The sea is not an airplane wing.

Moving air is not an insulator.

Moving the gas removes heat effectively.

(My CPU is grateful.)

Cooling my CPU with the same volume of CO2 instead of ordinary air would cool it a little better because of higher heat capacity alone.

on August 12, 2010 at 8:15 pm |FrankSOD: I tried applying your gray model to the problem of radiative forcing at 2X CO2. Your model assumes a world at equilibrium, so your equations can’t produce a radiative imbalance of 3.7 W/m2. All they give us is the temperature rise after equilibrium has been restored, which supposed to be 1 degK on our planet for 2X CO2. When X* rises from 0.02 to 0.04 in your gray model, the temperature rises from 215.5 to 216.5.

F↑ = (χ*+2). F0/2

F↓ = χ*. F0/2

The IPCC thinks we know the radiative forcing of GHG’s to within +/-10%. I assume that we know the absorption spectrum of CO2 to within +/-10%, but converting mixing ratios to radiative forcings appears to require that we pick an the altitude/optical density. If I double X* from 0.04 to 0.08, I get predicted temperature rise of 2.1 degK and if I double from 0.01 to 0.02, I get 0.5 degK. If I double from 1 to 2, the temperature goes up from 27 degK. This implies that forcing varies with altitude.

Questions: 1) When converting the optical properties of GHG’s to radiative forcing, does one need to pick an optical density/altitude? 2) If one does pick an altitude, how do we know that the correct altitude has been chosen? If a fixed lapse rate is going to translate a temperature rise at the tropopause back to the surface of the earth, we better start at the correct altitude.

on August 14, 2010 at 1:02 am |scienceofdoomFrank:Lots of questions, which is good, but so many I’m not sure I can answer them all.

In your earlier questions (August 12, 2010 at 5:56 pm) about the maths.. the full solution (using lots of substitutions) is tedious to write out but hard to figure out without me writing it out.

The integration is from χ* = 0 at the top of atmosphere to a value we want to find out at z=0.

F↑ – F↓ = F0, where F0 is the solar energy absorbed, averaged over the surface area.

From August 12, 2010 at 8:15 pm, the missing link here is the radiation to space takes place at higher altitudes as the concentration of “greenhouse” gases increases.

The grey model is just a very simple conceptual model to help visualize what happens in the troposphere.
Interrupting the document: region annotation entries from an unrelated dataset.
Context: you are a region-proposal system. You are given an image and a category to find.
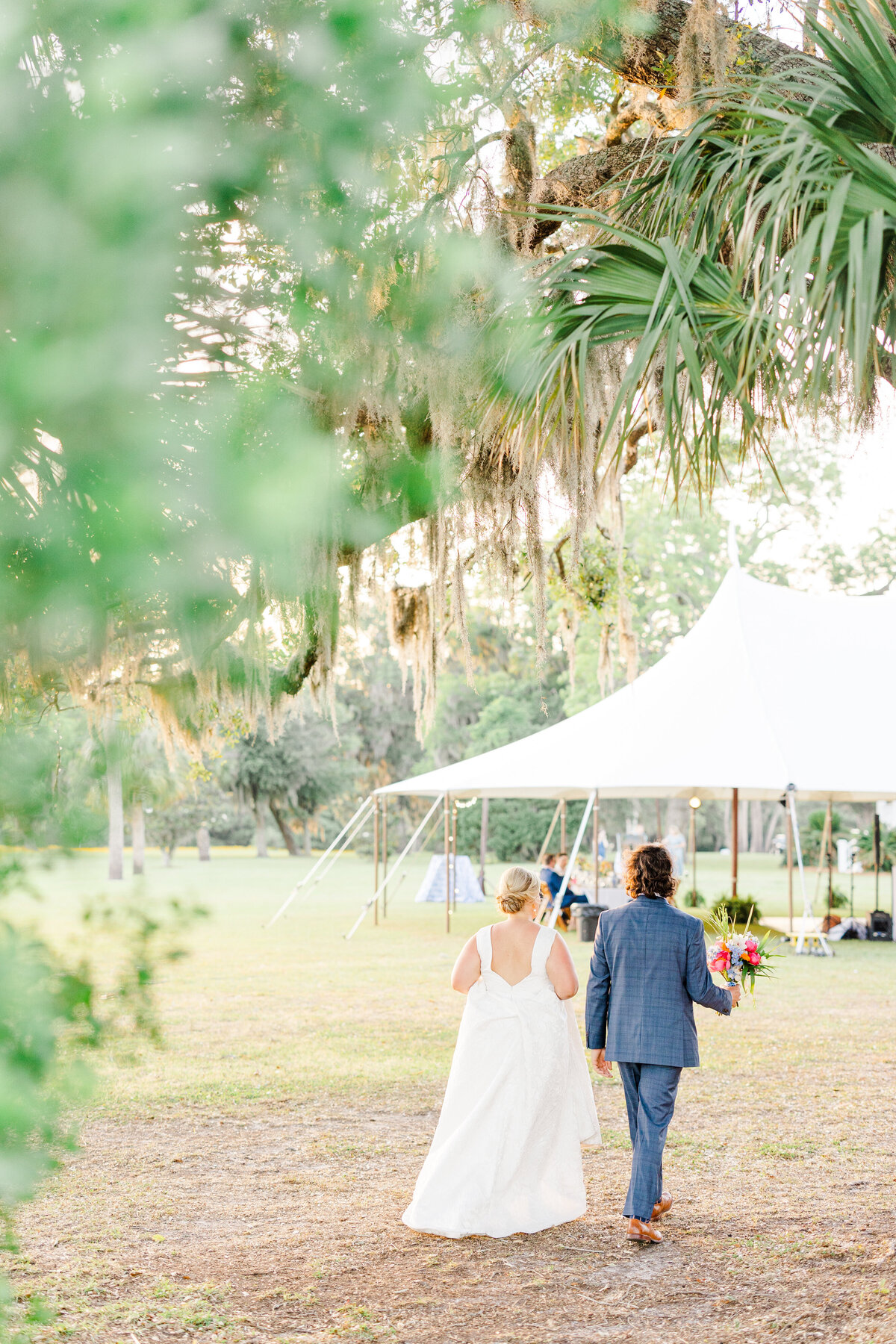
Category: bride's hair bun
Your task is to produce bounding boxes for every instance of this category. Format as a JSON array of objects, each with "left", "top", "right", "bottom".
[{"left": 494, "top": 868, "right": 541, "bottom": 915}]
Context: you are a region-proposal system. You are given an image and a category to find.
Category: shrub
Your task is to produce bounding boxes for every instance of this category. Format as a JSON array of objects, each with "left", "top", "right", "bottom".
[{"left": 712, "top": 897, "right": 762, "bottom": 924}]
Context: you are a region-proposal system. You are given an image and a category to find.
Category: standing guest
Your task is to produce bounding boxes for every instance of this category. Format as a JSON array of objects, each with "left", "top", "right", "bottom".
[
  {"left": 659, "top": 821, "right": 688, "bottom": 877},
  {"left": 585, "top": 844, "right": 740, "bottom": 1242}
]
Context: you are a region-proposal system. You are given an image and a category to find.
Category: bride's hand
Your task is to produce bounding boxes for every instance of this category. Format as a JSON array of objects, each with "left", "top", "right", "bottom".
[{"left": 591, "top": 1050, "right": 612, "bottom": 1078}]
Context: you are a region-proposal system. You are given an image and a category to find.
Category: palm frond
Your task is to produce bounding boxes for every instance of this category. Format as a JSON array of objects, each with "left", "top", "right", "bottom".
[{"left": 506, "top": 0, "right": 896, "bottom": 481}]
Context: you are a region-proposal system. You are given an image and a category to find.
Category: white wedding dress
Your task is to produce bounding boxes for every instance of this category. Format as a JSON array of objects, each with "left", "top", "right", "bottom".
[{"left": 402, "top": 926, "right": 600, "bottom": 1236}]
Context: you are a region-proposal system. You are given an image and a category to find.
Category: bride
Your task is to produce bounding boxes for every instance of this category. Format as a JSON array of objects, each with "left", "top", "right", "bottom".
[{"left": 402, "top": 868, "right": 600, "bottom": 1236}]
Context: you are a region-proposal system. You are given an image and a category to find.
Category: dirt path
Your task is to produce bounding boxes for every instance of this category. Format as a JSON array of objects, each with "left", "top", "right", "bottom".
[{"left": 15, "top": 1091, "right": 896, "bottom": 1344}]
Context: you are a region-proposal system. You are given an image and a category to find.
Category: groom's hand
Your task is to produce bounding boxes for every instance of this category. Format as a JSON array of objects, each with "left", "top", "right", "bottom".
[{"left": 591, "top": 1050, "right": 612, "bottom": 1078}]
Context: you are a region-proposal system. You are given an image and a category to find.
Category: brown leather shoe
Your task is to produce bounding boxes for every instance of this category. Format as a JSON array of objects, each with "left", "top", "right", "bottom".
[{"left": 650, "top": 1189, "right": 672, "bottom": 1223}]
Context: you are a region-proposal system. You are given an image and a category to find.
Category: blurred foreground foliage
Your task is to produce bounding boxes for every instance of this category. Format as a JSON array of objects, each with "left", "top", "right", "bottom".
[{"left": 0, "top": 860, "right": 204, "bottom": 1340}]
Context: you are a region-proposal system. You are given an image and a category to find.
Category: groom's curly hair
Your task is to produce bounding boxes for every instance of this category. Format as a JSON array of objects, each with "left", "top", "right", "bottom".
[{"left": 626, "top": 844, "right": 679, "bottom": 900}]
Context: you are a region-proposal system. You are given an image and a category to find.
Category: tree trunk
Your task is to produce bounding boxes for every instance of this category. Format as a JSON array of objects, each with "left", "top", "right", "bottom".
[
  {"left": 105, "top": 714, "right": 125, "bottom": 882},
  {"left": 269, "top": 798, "right": 298, "bottom": 859},
  {"left": 255, "top": 798, "right": 267, "bottom": 859},
  {"left": 131, "top": 803, "right": 146, "bottom": 877}
]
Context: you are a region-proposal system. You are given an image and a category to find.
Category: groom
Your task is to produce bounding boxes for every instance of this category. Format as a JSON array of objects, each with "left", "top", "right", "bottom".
[{"left": 585, "top": 844, "right": 740, "bottom": 1242}]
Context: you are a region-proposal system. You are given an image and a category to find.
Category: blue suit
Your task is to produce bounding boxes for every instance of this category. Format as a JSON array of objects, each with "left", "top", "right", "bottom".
[
  {"left": 541, "top": 868, "right": 588, "bottom": 910},
  {"left": 585, "top": 897, "right": 731, "bottom": 1222}
]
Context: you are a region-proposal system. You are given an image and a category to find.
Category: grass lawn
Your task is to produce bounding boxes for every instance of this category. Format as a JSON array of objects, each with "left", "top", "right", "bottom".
[{"left": 5, "top": 850, "right": 896, "bottom": 1344}]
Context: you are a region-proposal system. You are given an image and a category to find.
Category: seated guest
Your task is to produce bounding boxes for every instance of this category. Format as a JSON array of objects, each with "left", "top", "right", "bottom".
[{"left": 544, "top": 853, "right": 588, "bottom": 910}]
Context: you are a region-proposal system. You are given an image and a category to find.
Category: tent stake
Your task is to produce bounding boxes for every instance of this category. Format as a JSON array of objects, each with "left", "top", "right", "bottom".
[
  {"left": 264, "top": 796, "right": 372, "bottom": 929},
  {"left": 345, "top": 793, "right": 444, "bottom": 942},
  {"left": 536, "top": 803, "right": 563, "bottom": 868},
  {"left": 445, "top": 793, "right": 451, "bottom": 933},
  {"left": 373, "top": 797, "right": 380, "bottom": 924},
  {"left": 591, "top": 791, "right": 600, "bottom": 906},
  {"left": 548, "top": 789, "right": 598, "bottom": 929},
  {"left": 731, "top": 789, "right": 740, "bottom": 900},
  {"left": 451, "top": 798, "right": 457, "bottom": 914},
  {"left": 380, "top": 796, "right": 388, "bottom": 919},
  {"left": 785, "top": 803, "right": 794, "bottom": 933}
]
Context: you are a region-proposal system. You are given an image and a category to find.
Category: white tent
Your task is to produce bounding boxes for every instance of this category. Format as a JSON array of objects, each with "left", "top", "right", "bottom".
[
  {"left": 379, "top": 567, "right": 896, "bottom": 803},
  {"left": 414, "top": 853, "right": 485, "bottom": 904}
]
Convection actually takes over as the heat transfer mechanism to reduce the lapse rate from its radiative equilibrium.

More “greenhouse” gases = the same convective lapse rate but a higher average radiation location to space. A higher location is therefore colder, and therefore less radiation is emitted from the earth’s climate system. Let’s call the new location, L*.
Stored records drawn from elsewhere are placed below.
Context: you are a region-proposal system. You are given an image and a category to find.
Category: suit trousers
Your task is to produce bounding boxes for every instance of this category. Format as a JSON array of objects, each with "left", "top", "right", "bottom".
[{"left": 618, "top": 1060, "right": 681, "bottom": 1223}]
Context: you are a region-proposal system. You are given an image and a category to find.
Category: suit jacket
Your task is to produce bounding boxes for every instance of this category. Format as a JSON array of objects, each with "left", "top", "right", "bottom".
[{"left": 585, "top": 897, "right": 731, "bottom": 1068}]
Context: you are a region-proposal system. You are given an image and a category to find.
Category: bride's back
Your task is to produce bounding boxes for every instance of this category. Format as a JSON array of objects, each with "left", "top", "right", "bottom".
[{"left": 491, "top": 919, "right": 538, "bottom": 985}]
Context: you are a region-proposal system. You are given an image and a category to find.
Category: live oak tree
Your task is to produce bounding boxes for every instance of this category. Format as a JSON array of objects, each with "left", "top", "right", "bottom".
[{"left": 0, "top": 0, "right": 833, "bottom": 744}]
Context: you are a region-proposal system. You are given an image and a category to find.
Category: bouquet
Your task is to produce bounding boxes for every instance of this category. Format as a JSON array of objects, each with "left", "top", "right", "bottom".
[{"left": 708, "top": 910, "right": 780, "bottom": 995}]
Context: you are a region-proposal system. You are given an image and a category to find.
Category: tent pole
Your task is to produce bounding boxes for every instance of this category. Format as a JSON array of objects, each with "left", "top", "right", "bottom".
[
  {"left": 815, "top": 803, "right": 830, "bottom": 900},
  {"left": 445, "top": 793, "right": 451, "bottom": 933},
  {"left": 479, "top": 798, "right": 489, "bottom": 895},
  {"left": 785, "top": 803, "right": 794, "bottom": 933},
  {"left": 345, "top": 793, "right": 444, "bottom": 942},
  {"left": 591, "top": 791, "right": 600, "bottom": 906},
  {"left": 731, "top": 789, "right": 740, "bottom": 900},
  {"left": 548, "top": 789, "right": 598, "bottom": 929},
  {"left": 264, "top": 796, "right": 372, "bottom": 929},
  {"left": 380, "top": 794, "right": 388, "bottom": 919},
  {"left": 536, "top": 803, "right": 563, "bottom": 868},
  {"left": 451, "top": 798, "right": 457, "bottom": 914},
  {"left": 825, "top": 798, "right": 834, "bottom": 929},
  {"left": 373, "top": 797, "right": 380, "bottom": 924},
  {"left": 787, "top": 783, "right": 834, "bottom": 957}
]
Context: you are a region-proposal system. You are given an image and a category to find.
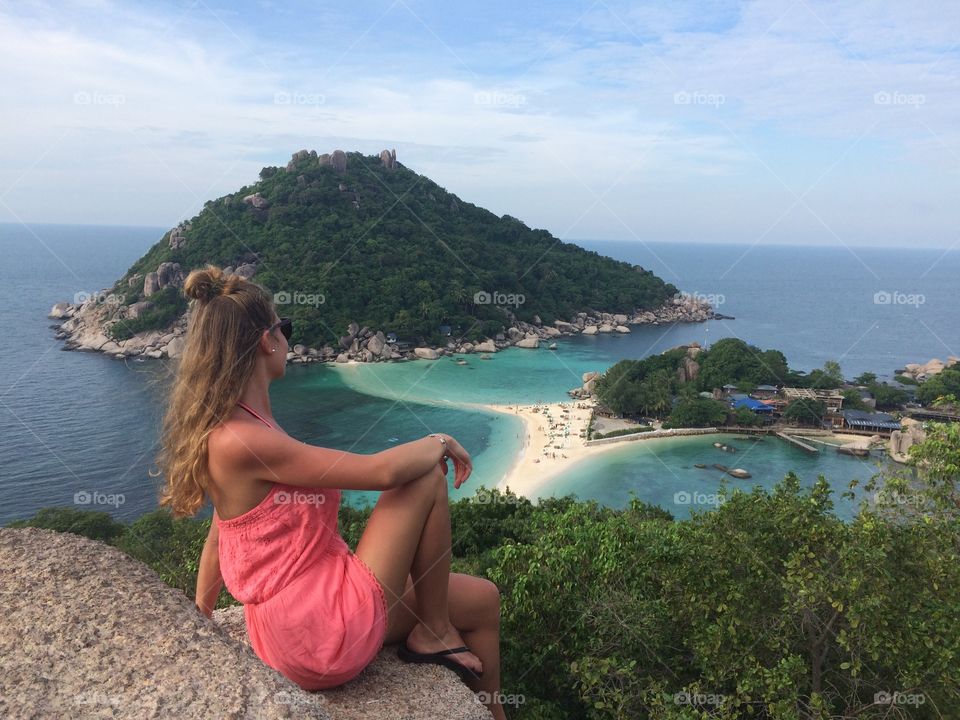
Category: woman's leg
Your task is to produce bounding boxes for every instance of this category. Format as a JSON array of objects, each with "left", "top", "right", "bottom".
[
  {"left": 386, "top": 573, "right": 506, "bottom": 720},
  {"left": 356, "top": 464, "right": 483, "bottom": 671}
]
Therefore (with less radiation emitted from the climate system to space), in this simplified model the world heats up, and with the same convective lapse rate the temperature at L* will become higher. Eventually, L* will be hot enough so that the radiation into space matches the solar radiation absorbed.

All things being equal of course.

The grey model plus convection plus the concept of height of emission into space helps explain some basics of our climate.

And why increasing concentration of “greenhouse” gases is worthy of further study.